PERUGIA- "La certezza della vittoria dipende dalla volonta' di perseguirla": e' stata Giorgia Meloni, presidente di Fdi-An, a battezzare stamani a Perugia con queste parole il simbolo del movimento per le prossime elezioni regionali umbre e a dare il "sostegno convinto" al candidato
alla presidenza della Regione Umbria per la Coalizione del Cambiamento, Claudio Ricci.

"Il cambiamento in Umbria - ha detto Meloni - deve partire dalla discontinuita' con quello che abbiamo visto in questi anni, un sistema di potere purtroppo piu' attento agli interessi dei pochi che ai diritti dei molti ed e' un qualcosa che vediamo anche a livello nazionale con le politiche che Renzi sta portando avanti".

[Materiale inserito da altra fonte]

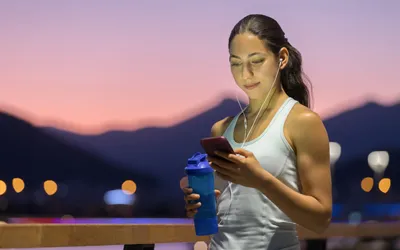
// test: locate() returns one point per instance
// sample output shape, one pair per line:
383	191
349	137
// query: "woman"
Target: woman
280	175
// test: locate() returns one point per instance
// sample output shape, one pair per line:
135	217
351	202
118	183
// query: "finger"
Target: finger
222	156
225	167
221	162
189	206
187	190
225	177
217	193
191	213
183	182
243	152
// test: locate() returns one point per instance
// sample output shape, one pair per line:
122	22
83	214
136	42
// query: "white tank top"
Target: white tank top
253	222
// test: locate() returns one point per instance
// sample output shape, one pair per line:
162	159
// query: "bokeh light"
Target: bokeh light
384	185
18	185
129	187
367	183
3	187
50	187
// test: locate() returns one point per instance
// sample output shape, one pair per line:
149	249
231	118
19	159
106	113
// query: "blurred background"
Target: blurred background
103	102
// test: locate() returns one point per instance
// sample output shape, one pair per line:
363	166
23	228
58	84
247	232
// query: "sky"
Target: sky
88	66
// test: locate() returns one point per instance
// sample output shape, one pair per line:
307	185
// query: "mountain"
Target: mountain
156	156
30	153
165	149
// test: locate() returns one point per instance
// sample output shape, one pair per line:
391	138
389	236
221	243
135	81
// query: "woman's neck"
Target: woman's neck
275	98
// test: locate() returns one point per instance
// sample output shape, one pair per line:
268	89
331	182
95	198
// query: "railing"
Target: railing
144	236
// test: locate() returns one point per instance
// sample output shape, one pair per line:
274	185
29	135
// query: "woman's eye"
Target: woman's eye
258	61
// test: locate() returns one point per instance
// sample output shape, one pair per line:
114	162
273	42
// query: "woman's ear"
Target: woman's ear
284	57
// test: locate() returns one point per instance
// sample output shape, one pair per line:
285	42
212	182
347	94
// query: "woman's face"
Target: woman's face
253	66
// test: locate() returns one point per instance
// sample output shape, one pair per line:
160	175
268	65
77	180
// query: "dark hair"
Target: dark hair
293	79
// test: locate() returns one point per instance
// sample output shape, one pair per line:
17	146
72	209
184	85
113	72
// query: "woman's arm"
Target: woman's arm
312	207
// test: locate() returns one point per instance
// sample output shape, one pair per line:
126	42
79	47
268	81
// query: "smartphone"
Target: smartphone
219	143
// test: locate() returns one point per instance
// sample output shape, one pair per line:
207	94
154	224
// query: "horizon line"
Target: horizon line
159	122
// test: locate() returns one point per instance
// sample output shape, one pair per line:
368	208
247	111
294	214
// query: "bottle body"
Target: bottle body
201	180
205	220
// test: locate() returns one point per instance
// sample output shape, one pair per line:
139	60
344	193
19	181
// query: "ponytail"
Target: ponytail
294	81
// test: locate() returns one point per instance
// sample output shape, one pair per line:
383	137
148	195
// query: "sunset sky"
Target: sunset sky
86	65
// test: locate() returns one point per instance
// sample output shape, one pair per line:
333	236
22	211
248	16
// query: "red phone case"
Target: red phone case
218	143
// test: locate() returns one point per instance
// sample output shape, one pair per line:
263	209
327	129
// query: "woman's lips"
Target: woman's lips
252	85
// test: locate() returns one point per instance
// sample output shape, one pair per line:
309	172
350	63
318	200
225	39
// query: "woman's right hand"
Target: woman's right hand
190	198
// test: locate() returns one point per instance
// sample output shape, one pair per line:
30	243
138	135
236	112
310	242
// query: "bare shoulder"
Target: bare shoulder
304	125
220	126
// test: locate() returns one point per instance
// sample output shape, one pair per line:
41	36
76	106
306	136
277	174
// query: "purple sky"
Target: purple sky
86	65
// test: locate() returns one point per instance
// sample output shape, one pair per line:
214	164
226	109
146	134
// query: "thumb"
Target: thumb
243	152
183	182
217	193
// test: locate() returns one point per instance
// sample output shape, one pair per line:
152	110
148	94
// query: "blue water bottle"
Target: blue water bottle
201	180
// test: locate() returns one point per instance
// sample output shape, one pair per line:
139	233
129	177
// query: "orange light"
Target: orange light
18	185
50	187
3	187
384	185
129	187
367	183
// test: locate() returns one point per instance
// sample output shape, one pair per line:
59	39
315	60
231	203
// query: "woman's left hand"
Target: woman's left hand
243	169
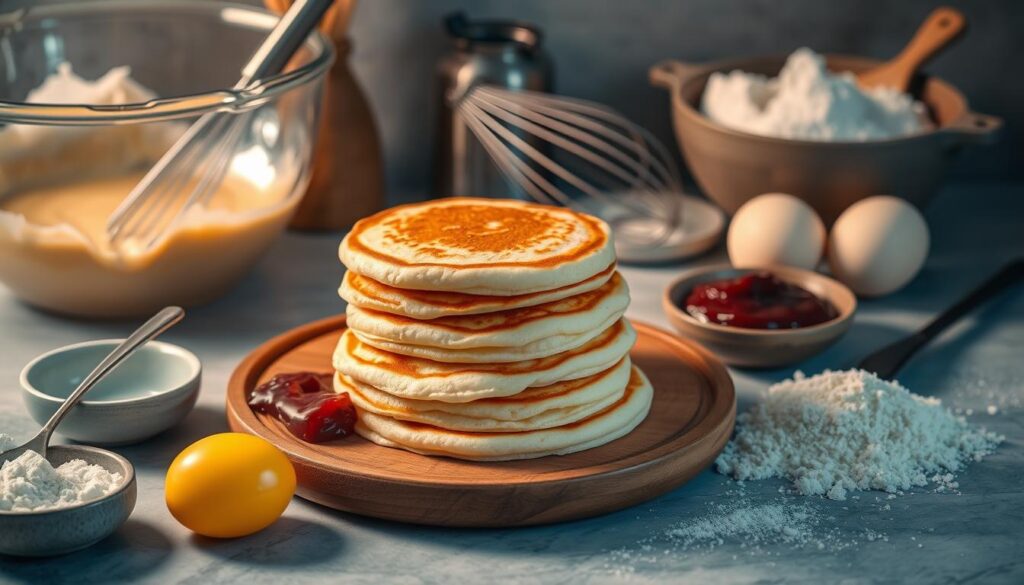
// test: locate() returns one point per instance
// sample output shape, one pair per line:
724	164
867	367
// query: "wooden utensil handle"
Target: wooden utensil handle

Per la presidente di Fdi, "si puo' ricostruire, come dimostra anche l'esperienza di Perugia con il sindaco Romizi, partendo da una discontinuita' totale che e' quella di persone capaci che si sono misurate con l'amministrazione dando ottimi risultati, in un tempo nel quale si guarda piu' alla credibilita' delle persone che alla visione ideologica".

La "sfida" di oggi, secondo Meloni, "e' quella di difendere le persone comuni, oneste che vogliono produrre e lavorare contro i privilegi, le rendite di posizione, la corruzione, la burocrazia e tutto quello che lega le ali di questa nostra nazione".

All'incontro, oltre al candidato Ricci, erano presenti anche il capogruppo in consiglio regionale di Fdi-An, Franco Zaffini, il coordinatore regionale, Emanuele Prisco e il sindaco di Perugia, Andrea Romizi.

Per Romizi, la Meloni "e' stata un portafortuna per Perugia", mentre per Ricci dalla Meloni "bisogna imparare il servizio per la passione politica". Il candidato per il centrodestra umbro ha poi evidenziato il fatto che "siamo cosi' sicuri di vincere - ha detto - che stiamo gia' pensando al riassetto istituzionale della Regione".

"Questa volta - ha ribadito Zaffini - il centrodestra gioca per vincere, giocando da coalizione del cambiamento perche' qui in Umbria il cambiamento serve come l'ossigeno".

Da parte della presidente di Fdi-An c'e' stato in conclusione anche un accenno ai temi della sicurezza e dell'immigrazione ("non credo nella cultura della tolleranza ma in quella del rispetto") che saranno affrontati nel pomeriggio a Terni durante la seconda tappa della sua presenza in Umbria quando verranno presentate le proposte di Fratelli d'Italia-Alleanza Nazionale in materia di immigrazione.